Ketika telah SPG, Prof. Jun menyebut ada ketidakberuntungan yang menjadi keuntungan baginya. Saat itu lulusan SPG dapat langsung menjadi guru dengan status Pegawai Negeri Sipil (PNS).
Ternyata kebijakan tersebut dicabut oleh pemerintah saat itu dan angkatan Prof. Jun hanya mendapatkan ijazah saja dan tidak memperoleh dokumen sebagai PNS.
“Setelah lulus SPG, kakak angkatan saya lulus mendapatkan dua dokumen yakni ijazah plus pengangkatan PNS sebagai guru SD. Pas giliran angkatan saya yang lulus kebijakan tersebut dicabut sehingga hanya dapat ijazah saja,” ujarnya.
Tetapi keadaan tersebut tak membuatnya berkecil hati, Prof. Jun melanjutkan ke pendidikan tinggi di Jurusan Bahasa Inggris IKIP Malang.
Sempat kesulitan karena materi ujian masuk perguruan tinggi pada saat itu banyak menggunakan materi pelajaran SMA sedangkan dirinya lulusan SPG.
Namun pada akhirnya Prof. Jun diterima sebagai mahasiswa Jurusan Bahasa Inggris IKIP Malang. Perjalanan menempuh perkuliahan juga tidak mulus-mulus aja baginya. Ia sempat ingin pindah jurusan karena merasa kesulitan beradaptasi di jurusannya.
Bak seperti jalan takdir Tuhan, keinginan Prof. Jun pindah jurusan tidak disetujui oleh dosen wali hingga Ketua Jurusan Bahasa Inggris IKIP Malang pada saat itu. Sampai saat ini Prof. Jun masih terkenang dengan pesan dari dosennya bahwa jurusan yang dipilihnya adalah jalan kesuksesannya.
Ucapan yang kini menjadi kenyataan karena Prof. Jun berhasil menjadi dosen dan juga menjabat sebagai Rektor Unisma.
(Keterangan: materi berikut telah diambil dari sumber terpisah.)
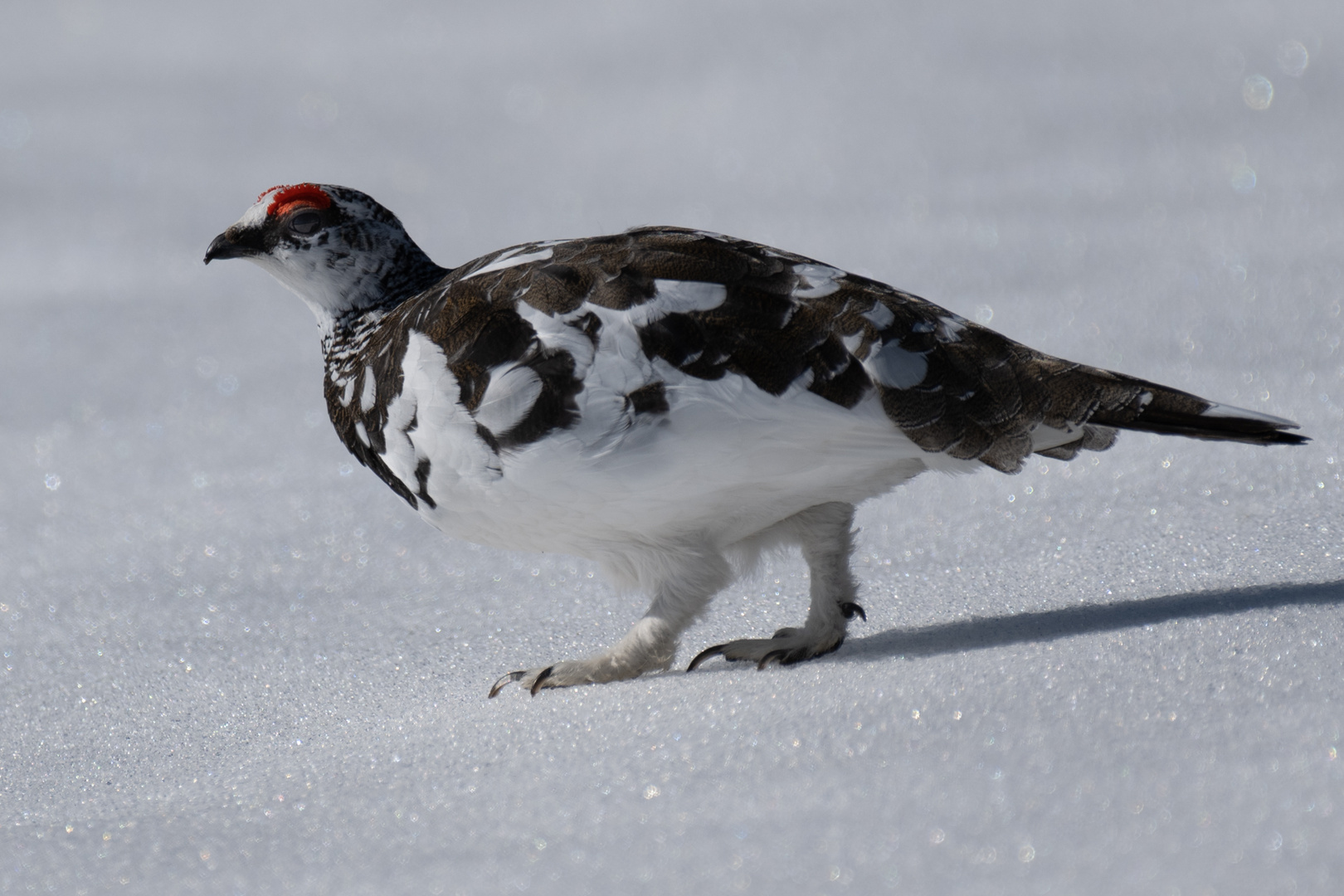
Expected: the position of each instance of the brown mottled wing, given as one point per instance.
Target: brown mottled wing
(949, 384)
“Saya masih ingat pesan dosen saya, Jun kalau kamu pindah jurusan keputusannya itu akan kamu sesali seumur hidupmu,” ucapnya.
Pada akhirnya pria kelahiran Lumajang, 3 April 1967 itu berhasil menjadi seorang dosen dan menempuh pendidikan hingga jenjang tertinggi. Prof.Jun menyelesaikan studi S3 (Doktor) di salah satu universitas unggulan di dunia, Monash University Melbourne, Australia.
Usaha dan doa dari orang-orang terdekat membantu Prof. Jun mencapai kesuksesan karier sebagai pendidik sampai titik saat ini memimpin Unisma menuju World Class University.